Q: How long does persistent voice cloning take?

A: Async, typically 1-3 minutes. Poll GET /v2/jobs/{job_id} until status=completed; result_data includes voice_id.

Q: Why is the field name audioUrl and not audio_url?

A: Upstream Pydantic uses camelCase here (legacy naming). Match the field name exactly or you'll get a 422.

Q: Why is core-instant-clone-tts response binary instead of JSON?

A: The upstream streams the synthesised .wav directly without uploading to storage first (saves a round-trip). Save the response body as a .wav file. Metadata is in headers.

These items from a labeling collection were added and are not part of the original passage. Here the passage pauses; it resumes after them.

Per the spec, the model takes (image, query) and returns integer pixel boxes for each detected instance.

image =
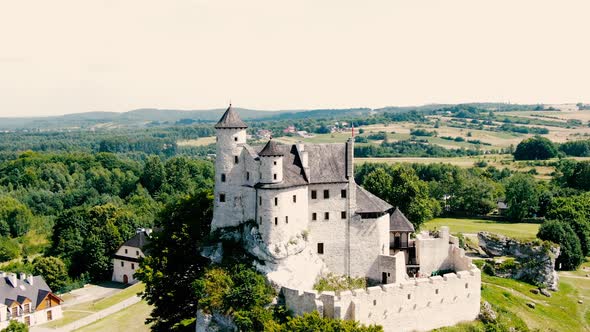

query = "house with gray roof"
[112,228,152,284]
[0,272,63,329]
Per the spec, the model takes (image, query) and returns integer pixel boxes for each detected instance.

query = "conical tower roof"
[215,104,248,129]
[258,138,285,157]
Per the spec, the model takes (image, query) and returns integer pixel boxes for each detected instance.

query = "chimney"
[8,273,16,288]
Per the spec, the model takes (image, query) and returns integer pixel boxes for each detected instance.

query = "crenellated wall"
[282,268,481,332]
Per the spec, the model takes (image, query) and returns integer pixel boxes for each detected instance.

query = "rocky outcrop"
[477,232,559,290]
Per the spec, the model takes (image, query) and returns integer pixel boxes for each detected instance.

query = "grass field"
[437,263,590,332]
[422,218,540,240]
[76,301,152,332]
[176,136,215,146]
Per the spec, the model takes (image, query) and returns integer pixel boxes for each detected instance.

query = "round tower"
[211,104,248,229]
[258,139,284,183]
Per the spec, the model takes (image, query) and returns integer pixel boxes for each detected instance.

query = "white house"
[112,228,151,284]
[0,272,63,329]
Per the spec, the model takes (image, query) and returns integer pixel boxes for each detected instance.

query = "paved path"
[30,295,141,332]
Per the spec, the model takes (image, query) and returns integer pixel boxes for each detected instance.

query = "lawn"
[422,218,540,240]
[437,263,590,332]
[76,301,152,332]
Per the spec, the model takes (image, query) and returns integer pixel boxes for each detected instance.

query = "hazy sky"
[0,0,590,116]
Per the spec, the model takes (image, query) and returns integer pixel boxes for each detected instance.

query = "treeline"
[0,151,214,291]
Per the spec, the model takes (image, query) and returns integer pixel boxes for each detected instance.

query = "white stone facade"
[212,108,481,331]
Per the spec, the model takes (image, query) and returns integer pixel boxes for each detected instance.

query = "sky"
[0,0,590,117]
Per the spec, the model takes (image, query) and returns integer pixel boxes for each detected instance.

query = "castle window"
[318,243,324,255]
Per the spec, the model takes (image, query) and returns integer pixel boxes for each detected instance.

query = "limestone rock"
[477,232,560,290]
[539,288,551,297]
[479,301,498,323]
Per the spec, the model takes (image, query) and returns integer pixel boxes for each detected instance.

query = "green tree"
[33,256,69,292]
[140,156,166,195]
[0,196,33,237]
[537,220,584,270]
[0,320,29,332]
[514,136,557,160]
[135,191,213,331]
[506,173,539,221]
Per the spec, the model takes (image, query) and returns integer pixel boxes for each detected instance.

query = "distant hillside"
[0,103,536,131]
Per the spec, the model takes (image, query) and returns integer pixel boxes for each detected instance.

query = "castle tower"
[211,104,248,229]
[258,138,283,183]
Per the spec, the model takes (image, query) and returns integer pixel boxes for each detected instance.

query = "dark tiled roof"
[389,208,414,232]
[304,143,348,184]
[0,276,61,308]
[258,139,284,157]
[215,105,248,129]
[123,231,150,249]
[356,185,392,213]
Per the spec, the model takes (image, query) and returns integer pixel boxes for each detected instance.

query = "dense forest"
[0,107,590,331]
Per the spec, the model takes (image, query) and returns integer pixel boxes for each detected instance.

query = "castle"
[212,105,481,331]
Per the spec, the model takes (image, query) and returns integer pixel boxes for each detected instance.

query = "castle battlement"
[282,268,481,331]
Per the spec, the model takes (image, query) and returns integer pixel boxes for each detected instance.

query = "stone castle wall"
[282,268,481,332]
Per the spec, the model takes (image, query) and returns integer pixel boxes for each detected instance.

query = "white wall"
[112,246,144,284]
[282,269,481,332]
[256,186,308,251]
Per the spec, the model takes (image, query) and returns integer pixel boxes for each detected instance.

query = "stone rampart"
[282,268,481,332]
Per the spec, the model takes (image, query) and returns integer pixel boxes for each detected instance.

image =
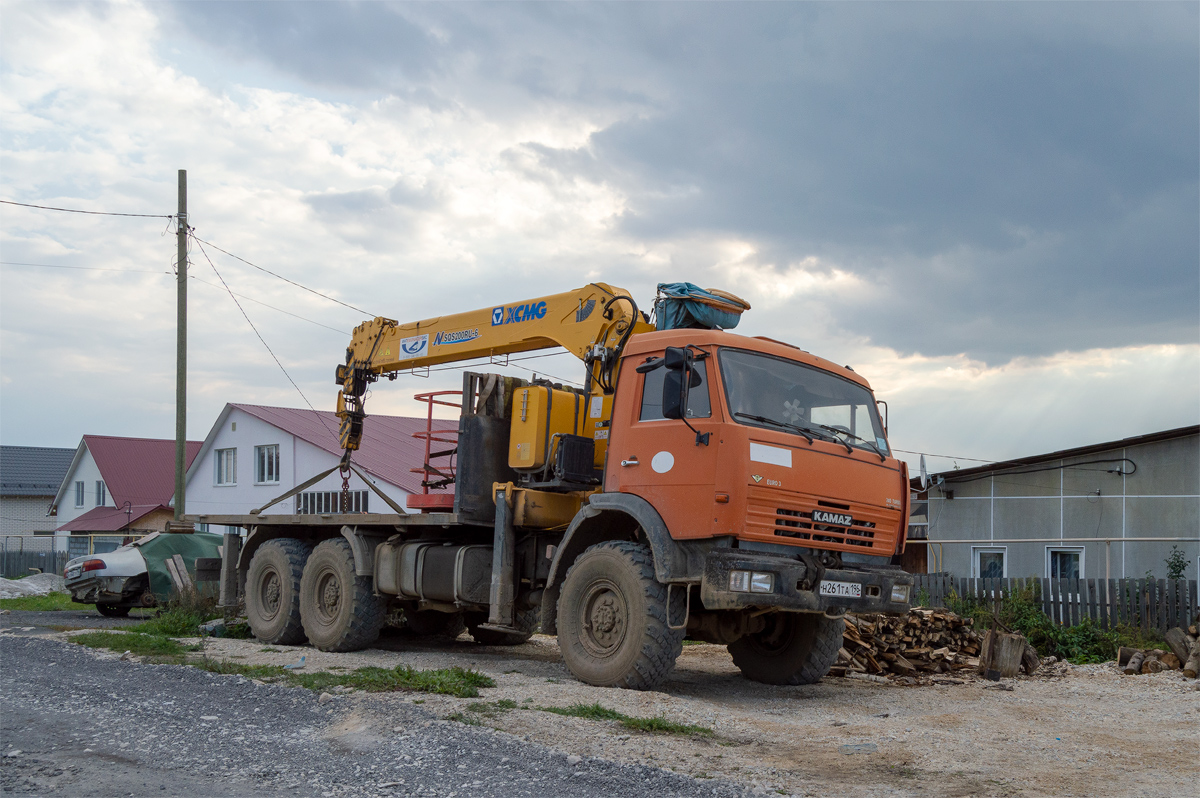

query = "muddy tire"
[558,541,685,690]
[467,607,541,646]
[300,538,386,652]
[404,610,466,640]
[728,612,845,684]
[96,604,130,618]
[246,538,312,646]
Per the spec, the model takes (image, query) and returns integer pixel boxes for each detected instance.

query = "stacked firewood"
[1117,624,1200,679]
[829,610,983,677]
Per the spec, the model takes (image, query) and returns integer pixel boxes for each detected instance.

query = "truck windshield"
[720,349,888,455]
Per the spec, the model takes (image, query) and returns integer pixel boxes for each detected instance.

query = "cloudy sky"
[0,1,1200,469]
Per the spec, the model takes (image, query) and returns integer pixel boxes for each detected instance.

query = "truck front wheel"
[246,538,312,646]
[728,612,845,684]
[300,538,386,652]
[558,541,684,690]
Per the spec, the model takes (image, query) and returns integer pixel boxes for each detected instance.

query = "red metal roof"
[80,436,202,504]
[232,404,458,493]
[56,502,170,532]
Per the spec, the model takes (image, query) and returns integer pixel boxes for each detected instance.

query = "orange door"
[605,359,720,538]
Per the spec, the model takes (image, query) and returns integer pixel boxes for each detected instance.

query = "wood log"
[1021,641,1042,674]
[1122,652,1146,676]
[1165,626,1192,662]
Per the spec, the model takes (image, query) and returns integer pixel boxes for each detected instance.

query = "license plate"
[821,582,863,599]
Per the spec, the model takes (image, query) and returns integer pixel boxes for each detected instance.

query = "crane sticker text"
[433,326,479,347]
[398,332,430,360]
[492,302,546,326]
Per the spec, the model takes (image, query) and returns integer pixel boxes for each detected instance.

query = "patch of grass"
[0,593,76,612]
[288,665,496,698]
[538,703,713,737]
[467,698,517,718]
[70,631,197,656]
[191,658,287,679]
[446,712,482,726]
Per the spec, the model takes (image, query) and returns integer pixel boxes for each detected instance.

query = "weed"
[71,631,197,656]
[0,593,76,612]
[538,703,713,737]
[467,698,517,718]
[288,665,496,698]
[191,656,287,679]
[446,712,482,726]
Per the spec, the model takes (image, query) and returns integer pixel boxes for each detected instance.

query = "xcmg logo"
[492,302,546,326]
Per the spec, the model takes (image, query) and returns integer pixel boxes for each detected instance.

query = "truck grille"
[746,494,895,553]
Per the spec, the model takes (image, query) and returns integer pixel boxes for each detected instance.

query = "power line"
[0,199,175,218]
[190,235,341,443]
[0,260,349,336]
[188,233,378,318]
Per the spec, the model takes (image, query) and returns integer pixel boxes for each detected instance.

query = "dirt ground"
[68,634,1200,797]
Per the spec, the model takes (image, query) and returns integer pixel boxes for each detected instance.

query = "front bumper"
[700,550,913,614]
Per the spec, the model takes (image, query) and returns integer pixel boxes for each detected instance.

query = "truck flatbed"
[184,512,460,529]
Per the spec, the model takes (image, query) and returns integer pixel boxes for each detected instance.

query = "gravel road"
[0,633,744,798]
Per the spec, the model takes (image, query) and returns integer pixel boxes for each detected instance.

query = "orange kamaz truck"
[199,283,912,690]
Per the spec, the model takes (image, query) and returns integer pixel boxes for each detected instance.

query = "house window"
[1046,546,1084,580]
[215,449,238,485]
[296,491,370,515]
[254,444,280,485]
[971,546,1008,580]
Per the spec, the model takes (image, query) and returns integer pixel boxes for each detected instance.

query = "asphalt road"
[0,633,744,798]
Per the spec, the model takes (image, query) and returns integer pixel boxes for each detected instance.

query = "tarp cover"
[134,532,224,601]
[655,283,750,330]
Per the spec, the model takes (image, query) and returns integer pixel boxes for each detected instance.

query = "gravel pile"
[0,574,66,599]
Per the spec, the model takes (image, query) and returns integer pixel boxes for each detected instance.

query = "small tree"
[1166,545,1190,580]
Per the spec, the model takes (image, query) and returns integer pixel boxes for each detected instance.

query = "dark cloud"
[180,4,1200,362]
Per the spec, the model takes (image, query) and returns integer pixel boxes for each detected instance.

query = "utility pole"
[175,169,187,521]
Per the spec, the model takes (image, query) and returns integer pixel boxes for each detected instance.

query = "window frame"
[1046,544,1087,580]
[971,546,1008,580]
[212,446,238,487]
[254,443,280,485]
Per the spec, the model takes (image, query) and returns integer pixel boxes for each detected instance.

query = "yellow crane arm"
[337,283,654,449]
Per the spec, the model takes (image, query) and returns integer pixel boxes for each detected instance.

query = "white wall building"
[184,403,456,523]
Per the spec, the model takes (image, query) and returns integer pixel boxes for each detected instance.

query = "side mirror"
[662,347,691,419]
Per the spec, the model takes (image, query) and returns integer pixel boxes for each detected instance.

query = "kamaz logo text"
[492,302,546,326]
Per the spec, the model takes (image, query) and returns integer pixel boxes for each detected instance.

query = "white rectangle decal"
[750,443,792,468]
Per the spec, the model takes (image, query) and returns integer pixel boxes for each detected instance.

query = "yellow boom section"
[337,283,654,449]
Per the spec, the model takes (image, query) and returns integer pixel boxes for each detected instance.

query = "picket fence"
[913,574,1198,632]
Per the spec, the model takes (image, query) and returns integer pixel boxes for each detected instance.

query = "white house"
[184,403,456,516]
[50,436,200,554]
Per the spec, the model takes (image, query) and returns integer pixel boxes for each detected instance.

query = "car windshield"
[720,349,888,455]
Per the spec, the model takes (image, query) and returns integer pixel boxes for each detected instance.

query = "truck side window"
[637,360,713,421]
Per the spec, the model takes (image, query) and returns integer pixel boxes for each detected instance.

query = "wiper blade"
[733,412,816,444]
[817,424,887,463]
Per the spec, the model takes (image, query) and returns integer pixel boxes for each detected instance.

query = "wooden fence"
[912,574,1198,632]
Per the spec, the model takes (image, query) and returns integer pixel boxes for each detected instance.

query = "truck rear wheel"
[728,612,845,684]
[558,541,684,690]
[246,538,312,646]
[467,607,541,646]
[300,538,386,652]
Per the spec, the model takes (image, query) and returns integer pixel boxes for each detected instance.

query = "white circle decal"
[650,451,674,474]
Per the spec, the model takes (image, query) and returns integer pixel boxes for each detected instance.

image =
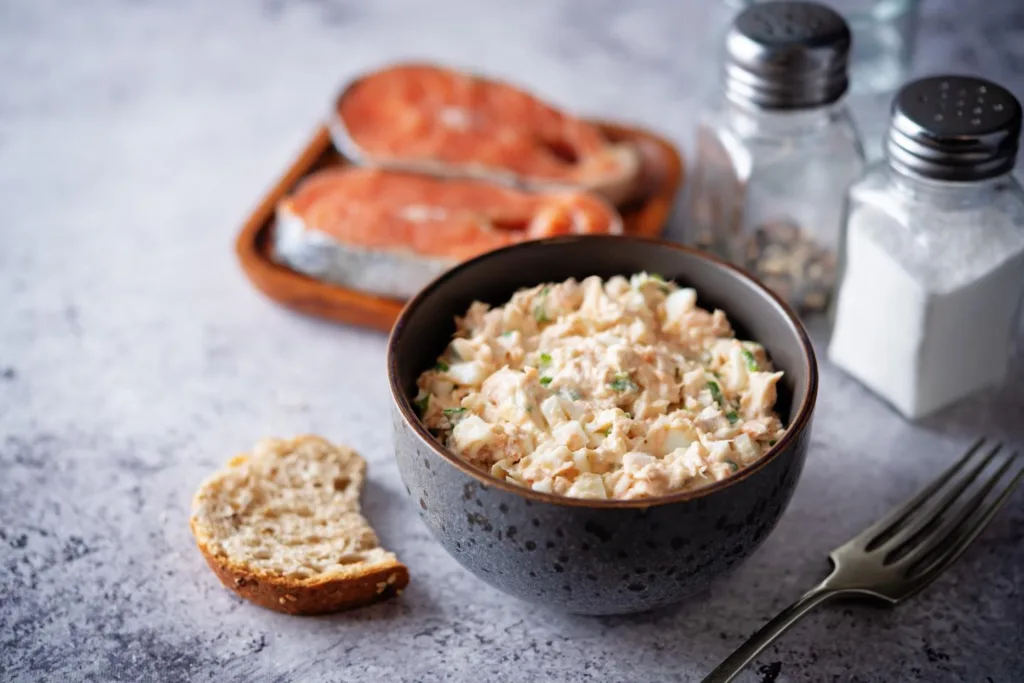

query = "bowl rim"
[387,234,818,509]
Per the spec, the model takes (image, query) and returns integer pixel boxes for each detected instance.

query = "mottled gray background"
[0,0,1024,683]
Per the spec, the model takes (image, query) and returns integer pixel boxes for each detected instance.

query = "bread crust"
[193,522,409,615]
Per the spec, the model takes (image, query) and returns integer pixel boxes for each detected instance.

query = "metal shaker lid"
[886,76,1021,181]
[725,2,850,110]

Q: Can I clone from a video file?

A: Yes — pass the video URL as audioUrl. The upstream extracts up to ~60s of audio via ffmpeg before profiling.

Q: Is instant clone cheaper than persistent + TTS for many clips?

A: No. For >~3 clips in the same voice, persistent ($5 once) + TTS ($0.01/s) is cheaper. Instant ($2/request) wins for 1-2 short clips.

Q: How do I use a cloned voice for TTS?

A: After the persistent clone job completes, pass the returned voice_id to core-tts via the voice_id field. Make sure provider matches what the clone was made with.

Q: Can I use a cloned voice for dubbing?

A: Use the Voice Clone Dubbing product (voice-clone-dubbing.yaml / core-dubbing-clone) which handles cloning + dubbing in one pipeline.

Related Products

Changelog

1.1 (2026-04-27)

  • -Corrected core-voice-clone response shape to the standard delayed-service envelope (202 + job_id), with polling instructions and result_data shape.
  • -Corrected core-instant-clone-tts response: it returns BINARY audio/wav (NOT JSON). Documented the headers (X-Used-Voice-Id, X-Provider, X-Text-Length) and gateway X-Gateway-* headers. Removed the false JSON example.
  • -Documented the camelCase audioUrl field naming explicitly; added 422 error entry.
  • -Replaced backend_a/backend_b placeholders in voices examples with concrete provider names + supports_voice_cloning flag.
  • -Added voice_settings field to core-instant-clone-tts (Pydantic InstantCloneTTSRequest).
  • -Added break-even guidance (persistent ~3 clips beats instant).

1.0 (2026-01-26)

  • -Initial release: persistent voice clone, instant clone + TTS, voice listing.